Previously, we had no good tools for measuring the concentration of various molecules in living plants. Now we’ll be able to influence the concentration of the various substances in the plant that regulate growth and development. Here, I see great possibilities for learning more.

The scientists believe that their research could even lead to the creation of cyberplants that can double as an environmental sensor and change color on command. Normally, plants depend on the transport of growth hormones and ions based on semi-conductive polymers. In an organic system, these processes interact slowly.

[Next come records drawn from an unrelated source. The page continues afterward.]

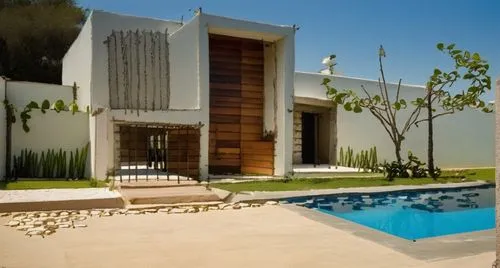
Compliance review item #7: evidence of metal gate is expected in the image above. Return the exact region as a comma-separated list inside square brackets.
[115, 123, 201, 183]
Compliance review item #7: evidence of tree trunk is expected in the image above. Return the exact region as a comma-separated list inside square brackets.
[394, 141, 403, 165]
[427, 91, 436, 179]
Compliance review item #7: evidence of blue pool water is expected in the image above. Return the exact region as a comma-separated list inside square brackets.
[287, 186, 495, 240]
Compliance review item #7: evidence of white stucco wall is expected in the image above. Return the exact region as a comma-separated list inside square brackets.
[200, 14, 295, 176]
[295, 72, 494, 168]
[169, 16, 200, 109]
[6, 81, 74, 107]
[12, 110, 89, 159]
[0, 76, 7, 180]
[264, 43, 277, 134]
[63, 10, 184, 178]
[5, 81, 90, 178]
[64, 11, 294, 178]
[62, 14, 92, 110]
[89, 10, 181, 107]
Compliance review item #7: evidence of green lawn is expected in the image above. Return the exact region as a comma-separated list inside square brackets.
[0, 180, 106, 190]
[210, 168, 495, 192]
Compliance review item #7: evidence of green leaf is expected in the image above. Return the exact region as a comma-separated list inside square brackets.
[26, 101, 40, 109]
[23, 123, 30, 132]
[352, 105, 363, 114]
[393, 102, 401, 111]
[472, 53, 481, 61]
[68, 102, 78, 114]
[53, 100, 65, 112]
[463, 73, 476, 79]
[321, 77, 332, 86]
[42, 100, 50, 110]
[344, 102, 352, 112]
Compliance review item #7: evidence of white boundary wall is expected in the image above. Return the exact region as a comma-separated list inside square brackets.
[0, 76, 7, 180]
[4, 80, 90, 175]
[295, 72, 495, 168]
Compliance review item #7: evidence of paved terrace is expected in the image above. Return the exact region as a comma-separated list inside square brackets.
[0, 206, 495, 268]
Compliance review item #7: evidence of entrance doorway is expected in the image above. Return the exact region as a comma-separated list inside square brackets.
[302, 112, 318, 164]
[114, 123, 201, 183]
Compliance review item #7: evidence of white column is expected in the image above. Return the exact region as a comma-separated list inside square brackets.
[274, 35, 295, 176]
[0, 77, 7, 180]
[198, 17, 210, 179]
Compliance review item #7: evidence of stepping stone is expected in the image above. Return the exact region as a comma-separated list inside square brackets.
[264, 201, 278, 206]
[170, 208, 188, 214]
[5, 220, 21, 227]
[238, 202, 250, 208]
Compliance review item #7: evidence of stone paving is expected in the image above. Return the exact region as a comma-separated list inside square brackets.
[231, 181, 489, 202]
[0, 201, 278, 237]
[0, 203, 494, 268]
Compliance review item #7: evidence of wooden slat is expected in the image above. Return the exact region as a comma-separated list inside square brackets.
[241, 133, 262, 142]
[216, 148, 241, 155]
[209, 124, 241, 133]
[241, 108, 264, 117]
[210, 107, 241, 115]
[241, 157, 274, 169]
[241, 141, 274, 150]
[240, 116, 263, 124]
[241, 166, 274, 176]
[209, 35, 274, 175]
[241, 124, 262, 135]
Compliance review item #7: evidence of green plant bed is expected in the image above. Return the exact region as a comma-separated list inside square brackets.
[0, 179, 106, 190]
[210, 169, 495, 192]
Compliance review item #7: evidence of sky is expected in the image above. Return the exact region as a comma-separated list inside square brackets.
[77, 0, 500, 99]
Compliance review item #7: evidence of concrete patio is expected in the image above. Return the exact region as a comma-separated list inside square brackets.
[0, 206, 495, 268]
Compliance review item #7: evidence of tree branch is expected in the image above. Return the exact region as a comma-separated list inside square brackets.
[415, 109, 455, 124]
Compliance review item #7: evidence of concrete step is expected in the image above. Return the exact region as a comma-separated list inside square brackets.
[115, 180, 203, 189]
[120, 186, 223, 205]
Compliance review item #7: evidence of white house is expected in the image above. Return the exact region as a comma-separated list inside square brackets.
[0, 11, 494, 179]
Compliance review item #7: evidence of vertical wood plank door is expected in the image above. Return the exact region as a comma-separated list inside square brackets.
[209, 35, 241, 174]
[209, 35, 274, 175]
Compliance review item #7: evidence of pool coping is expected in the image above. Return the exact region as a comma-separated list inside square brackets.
[282, 204, 496, 261]
[230, 181, 493, 202]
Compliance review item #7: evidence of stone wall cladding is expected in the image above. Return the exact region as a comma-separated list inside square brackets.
[293, 111, 302, 164]
[495, 79, 500, 267]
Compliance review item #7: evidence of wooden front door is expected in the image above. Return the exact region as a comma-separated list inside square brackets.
[209, 35, 274, 175]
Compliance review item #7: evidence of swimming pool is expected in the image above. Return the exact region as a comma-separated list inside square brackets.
[287, 186, 495, 240]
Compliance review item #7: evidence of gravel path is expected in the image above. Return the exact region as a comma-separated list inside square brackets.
[0, 188, 120, 203]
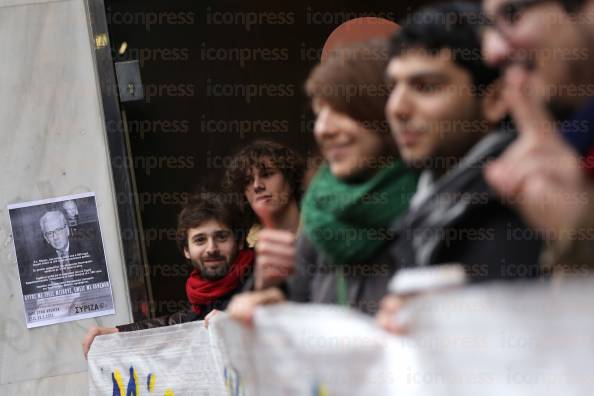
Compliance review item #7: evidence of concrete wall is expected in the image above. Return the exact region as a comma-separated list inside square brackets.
[0, 0, 131, 395]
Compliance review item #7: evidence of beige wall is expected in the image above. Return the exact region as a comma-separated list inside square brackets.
[0, 0, 131, 395]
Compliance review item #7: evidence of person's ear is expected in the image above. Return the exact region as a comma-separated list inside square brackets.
[478, 78, 507, 126]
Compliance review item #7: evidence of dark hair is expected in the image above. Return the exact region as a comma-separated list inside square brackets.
[176, 193, 248, 252]
[561, 0, 584, 12]
[390, 1, 500, 92]
[223, 140, 305, 220]
[305, 39, 390, 133]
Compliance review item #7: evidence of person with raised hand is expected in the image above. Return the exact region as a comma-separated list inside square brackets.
[482, 0, 594, 275]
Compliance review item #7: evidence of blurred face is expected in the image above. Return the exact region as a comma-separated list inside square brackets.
[313, 98, 392, 180]
[245, 160, 293, 214]
[184, 219, 239, 280]
[483, 0, 594, 115]
[43, 214, 70, 250]
[386, 50, 486, 168]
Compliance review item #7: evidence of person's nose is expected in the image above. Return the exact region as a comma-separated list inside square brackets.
[252, 175, 266, 193]
[206, 238, 219, 256]
[483, 28, 512, 67]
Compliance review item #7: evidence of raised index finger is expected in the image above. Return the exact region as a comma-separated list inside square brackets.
[504, 66, 558, 140]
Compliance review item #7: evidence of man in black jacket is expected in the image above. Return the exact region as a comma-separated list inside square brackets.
[379, 2, 541, 330]
[386, 2, 540, 281]
[83, 195, 254, 357]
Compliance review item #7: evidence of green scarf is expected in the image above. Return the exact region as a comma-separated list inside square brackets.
[301, 161, 418, 265]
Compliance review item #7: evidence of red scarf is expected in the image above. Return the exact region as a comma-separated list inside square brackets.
[186, 249, 254, 314]
[584, 146, 594, 180]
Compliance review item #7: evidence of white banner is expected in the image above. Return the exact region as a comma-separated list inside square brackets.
[89, 280, 594, 396]
[89, 322, 225, 396]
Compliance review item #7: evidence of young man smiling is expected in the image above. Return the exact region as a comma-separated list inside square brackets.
[83, 194, 254, 357]
[378, 2, 541, 332]
[386, 2, 540, 280]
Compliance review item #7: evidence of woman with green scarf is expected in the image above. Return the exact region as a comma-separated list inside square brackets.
[229, 43, 417, 322]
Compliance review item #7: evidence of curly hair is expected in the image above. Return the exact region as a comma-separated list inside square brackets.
[223, 140, 305, 220]
[176, 193, 251, 252]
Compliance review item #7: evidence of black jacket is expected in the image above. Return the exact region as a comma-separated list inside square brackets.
[116, 267, 253, 331]
[390, 132, 542, 282]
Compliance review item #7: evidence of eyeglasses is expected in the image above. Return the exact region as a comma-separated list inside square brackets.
[488, 0, 552, 32]
[43, 226, 67, 238]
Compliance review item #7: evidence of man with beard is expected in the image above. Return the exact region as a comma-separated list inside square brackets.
[83, 195, 254, 357]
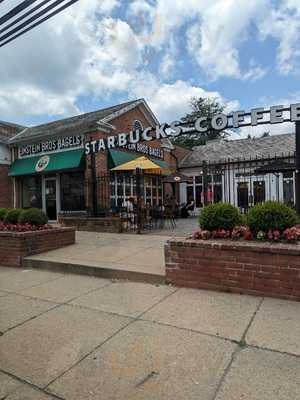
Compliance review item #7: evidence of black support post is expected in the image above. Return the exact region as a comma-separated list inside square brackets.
[135, 168, 142, 234]
[295, 122, 300, 215]
[202, 161, 208, 207]
[91, 153, 98, 217]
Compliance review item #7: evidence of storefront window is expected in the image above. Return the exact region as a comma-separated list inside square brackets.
[195, 185, 203, 207]
[22, 176, 42, 208]
[253, 181, 266, 204]
[60, 172, 85, 211]
[283, 172, 294, 206]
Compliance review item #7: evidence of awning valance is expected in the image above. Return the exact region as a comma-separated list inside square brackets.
[111, 156, 168, 174]
[8, 149, 84, 176]
[108, 150, 169, 171]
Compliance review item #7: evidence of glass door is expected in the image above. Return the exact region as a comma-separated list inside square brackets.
[45, 177, 57, 221]
[237, 182, 249, 212]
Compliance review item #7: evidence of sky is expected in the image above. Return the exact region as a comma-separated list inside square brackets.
[0, 0, 300, 137]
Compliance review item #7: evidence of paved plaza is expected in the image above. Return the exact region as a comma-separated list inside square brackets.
[25, 217, 197, 283]
[0, 266, 300, 400]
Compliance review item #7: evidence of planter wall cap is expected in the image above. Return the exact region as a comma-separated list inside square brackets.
[168, 238, 300, 255]
[0, 227, 76, 239]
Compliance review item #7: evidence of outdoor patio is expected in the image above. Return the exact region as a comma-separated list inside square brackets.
[0, 266, 300, 400]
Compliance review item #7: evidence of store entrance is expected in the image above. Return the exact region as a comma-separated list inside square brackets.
[45, 177, 57, 221]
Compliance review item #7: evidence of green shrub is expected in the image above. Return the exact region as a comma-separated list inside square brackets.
[0, 208, 8, 221]
[199, 203, 242, 231]
[19, 208, 48, 225]
[5, 208, 22, 224]
[247, 201, 298, 233]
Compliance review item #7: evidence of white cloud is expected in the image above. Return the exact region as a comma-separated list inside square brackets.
[131, 74, 239, 122]
[0, 0, 300, 120]
[259, 0, 300, 75]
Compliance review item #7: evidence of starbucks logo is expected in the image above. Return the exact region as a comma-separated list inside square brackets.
[35, 156, 50, 172]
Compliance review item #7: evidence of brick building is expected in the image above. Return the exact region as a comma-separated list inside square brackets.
[9, 99, 186, 220]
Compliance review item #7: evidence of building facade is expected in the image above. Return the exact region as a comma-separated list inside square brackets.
[0, 121, 24, 208]
[8, 99, 183, 220]
[179, 134, 295, 212]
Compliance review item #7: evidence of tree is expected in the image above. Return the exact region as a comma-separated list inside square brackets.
[171, 97, 227, 149]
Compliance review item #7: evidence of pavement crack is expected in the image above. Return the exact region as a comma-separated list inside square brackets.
[239, 297, 264, 348]
[135, 371, 159, 388]
[212, 346, 242, 400]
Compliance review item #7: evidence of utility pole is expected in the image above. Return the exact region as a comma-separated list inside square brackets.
[295, 121, 300, 215]
[135, 167, 142, 234]
[91, 152, 98, 217]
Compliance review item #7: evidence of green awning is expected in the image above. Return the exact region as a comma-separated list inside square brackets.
[8, 149, 84, 176]
[108, 150, 169, 169]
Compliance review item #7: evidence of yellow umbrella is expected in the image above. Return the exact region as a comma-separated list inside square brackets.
[112, 156, 162, 174]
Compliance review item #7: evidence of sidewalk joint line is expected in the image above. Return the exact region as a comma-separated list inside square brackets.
[0, 368, 65, 400]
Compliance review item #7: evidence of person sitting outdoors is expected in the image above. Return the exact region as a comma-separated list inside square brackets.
[181, 197, 195, 218]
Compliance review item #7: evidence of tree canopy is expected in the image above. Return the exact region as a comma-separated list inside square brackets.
[171, 97, 226, 149]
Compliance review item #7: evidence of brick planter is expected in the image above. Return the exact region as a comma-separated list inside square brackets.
[165, 238, 300, 301]
[58, 215, 122, 233]
[0, 228, 75, 267]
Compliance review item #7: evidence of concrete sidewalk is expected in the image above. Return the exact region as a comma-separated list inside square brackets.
[0, 266, 300, 400]
[24, 232, 170, 283]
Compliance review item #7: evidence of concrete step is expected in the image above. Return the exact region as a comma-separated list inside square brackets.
[23, 256, 165, 284]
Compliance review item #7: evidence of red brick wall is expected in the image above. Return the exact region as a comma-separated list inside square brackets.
[165, 239, 300, 301]
[0, 228, 75, 267]
[0, 165, 13, 208]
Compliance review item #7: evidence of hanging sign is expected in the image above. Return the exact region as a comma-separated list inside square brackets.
[19, 135, 83, 158]
[85, 103, 300, 155]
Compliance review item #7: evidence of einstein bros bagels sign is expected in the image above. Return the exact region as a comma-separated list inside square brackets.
[19, 135, 84, 158]
[85, 103, 300, 155]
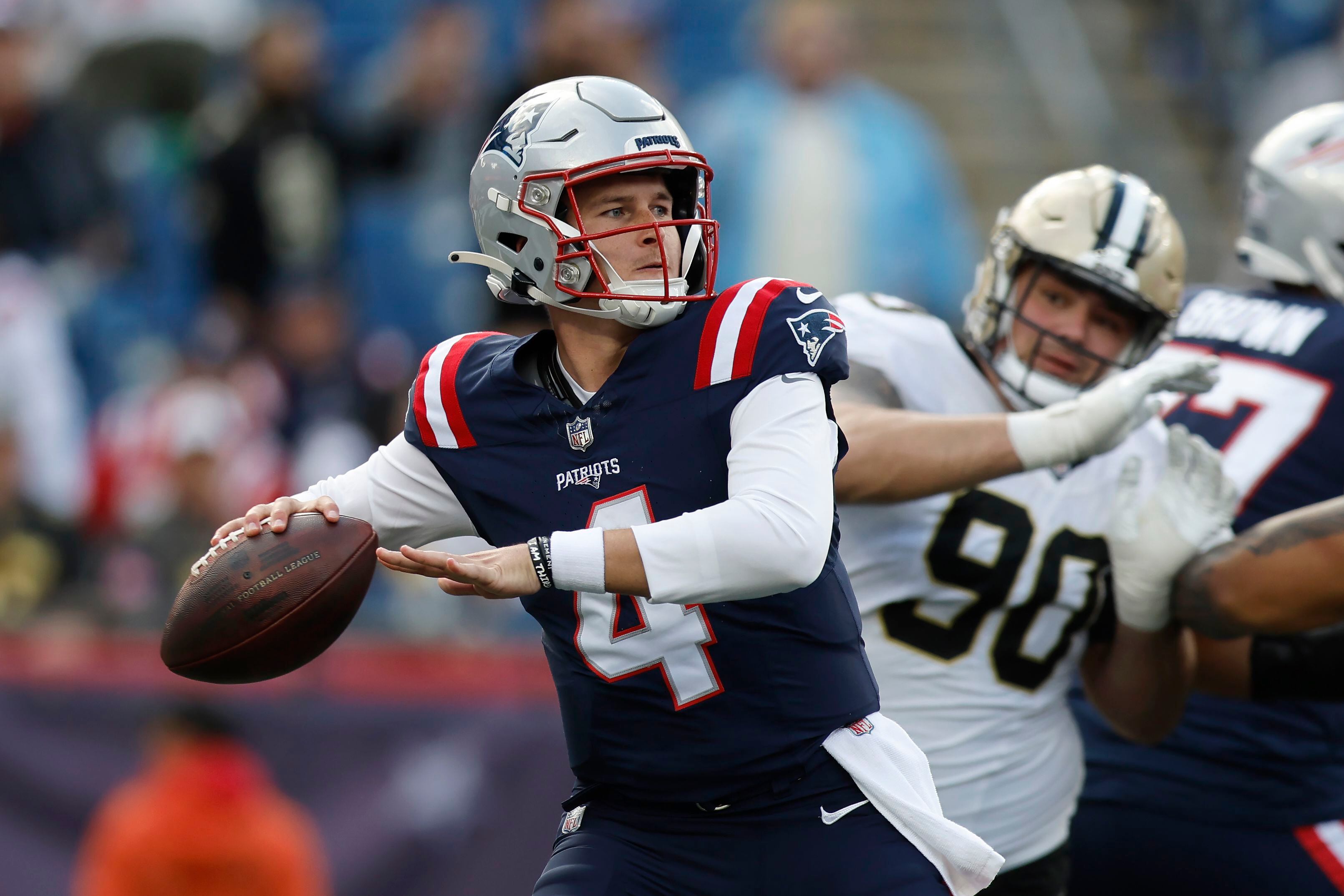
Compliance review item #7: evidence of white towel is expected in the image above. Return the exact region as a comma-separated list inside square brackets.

Researchers at the LOE found a polymer, PEDOT-S, which converted to a hydrogel when absorbed by the rose. Inside the vascular system, the polymer forms a thin membrane. Through vacuum infiltration, researchers were able to send nanocellulose fibers through the rose, creating a 3-D sponge-like structure. When voltage is applied, the polymer interacts with ions in the rose, making the leaves change color.

“As far as we know, there are no previously published research results regarding electronics produced in plants. No one’s done this before,” says Professor Berggren.

Though still in the early stages, the research aims to use these findings for developments in sustainability, energy, and plant interaction.

Professor Berggren adds, “Now we can really start talking about ‘power plants‘ – we can place sensors in plants and use the energy formed in the chlorophyll, or produce new materials.”